しろいうさぎとくろいうさぎ
作・絵: ガース・ウィリアムズ
訳: 松岡 享子
くろいうさぎも、めを まんまるくして、いっしょうけんめい
かんがえました。そして、こころをこめて いいました。
「これからさき、いつも きみといっしょにいられますように!」
いつも楽しく遊んでいる白いウサギと離れたくない黒いウサギは、いつも白いウサギの前で悲しそうな顔をしていました。
黒いウサギはいつまでも白いウサギと一緒にいられるように祈っていたのでした。
物語はこの普段一緒にいる仲良しの二匹(?)が心を通わせて結婚するまでのことです。
二匹が結婚して楽しく暮らすようになると黒いウサギは悲しそうな顔をしなくなりました。

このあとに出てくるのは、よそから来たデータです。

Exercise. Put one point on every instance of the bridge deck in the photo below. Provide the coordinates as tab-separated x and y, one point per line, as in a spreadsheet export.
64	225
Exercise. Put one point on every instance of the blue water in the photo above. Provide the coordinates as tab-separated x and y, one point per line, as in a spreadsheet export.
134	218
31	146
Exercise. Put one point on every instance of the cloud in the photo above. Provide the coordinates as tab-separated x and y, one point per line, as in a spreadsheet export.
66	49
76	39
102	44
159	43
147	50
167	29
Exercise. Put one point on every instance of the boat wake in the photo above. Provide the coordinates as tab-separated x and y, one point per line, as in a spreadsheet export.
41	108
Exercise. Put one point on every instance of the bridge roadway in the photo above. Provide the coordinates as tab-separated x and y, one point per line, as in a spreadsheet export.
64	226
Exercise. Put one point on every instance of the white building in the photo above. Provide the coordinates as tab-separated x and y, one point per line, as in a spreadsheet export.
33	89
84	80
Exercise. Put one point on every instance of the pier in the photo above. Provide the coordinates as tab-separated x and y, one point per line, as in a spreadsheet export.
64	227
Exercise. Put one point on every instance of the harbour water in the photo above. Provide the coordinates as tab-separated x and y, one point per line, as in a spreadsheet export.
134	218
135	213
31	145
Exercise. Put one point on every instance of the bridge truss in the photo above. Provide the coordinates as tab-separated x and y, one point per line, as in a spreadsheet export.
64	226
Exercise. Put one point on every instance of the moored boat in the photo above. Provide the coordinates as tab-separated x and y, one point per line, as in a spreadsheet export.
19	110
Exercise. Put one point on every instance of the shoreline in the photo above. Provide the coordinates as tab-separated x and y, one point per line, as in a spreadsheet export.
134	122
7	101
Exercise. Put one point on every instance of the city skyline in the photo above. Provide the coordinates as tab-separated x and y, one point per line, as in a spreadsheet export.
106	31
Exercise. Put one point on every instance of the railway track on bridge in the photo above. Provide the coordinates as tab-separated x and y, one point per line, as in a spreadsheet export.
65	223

結婚が「成就」と考えれば、「百万回いきたねこ」の主人公が白い猫と一緒に暮らしたことも同じでしょう。
主人公の猫は二度と生まれ変わらなくなったからです。
この二つの物語は、心に秘めたものの「成就」がキーワードだと私は思っています。
しかし、この極めてシンプルな筋書きを白黒を基調として描いたこの絵本は、絵だけが訴えることのできる力を見せつけてくれます。
黒いウサギの悲しそうな表情と、黒いウサギの気持ちを受け入れた時の白いウサギの表情、そして受け入れてもらった時の黒いウサギのリアルな表情は、読者層の中心となる幼児にどのように映ったのでしょうか?
読み聞かせるお母さんの心の中に、在りし日のときめきが過るのではないかと思うのは私ばかりでしょうか?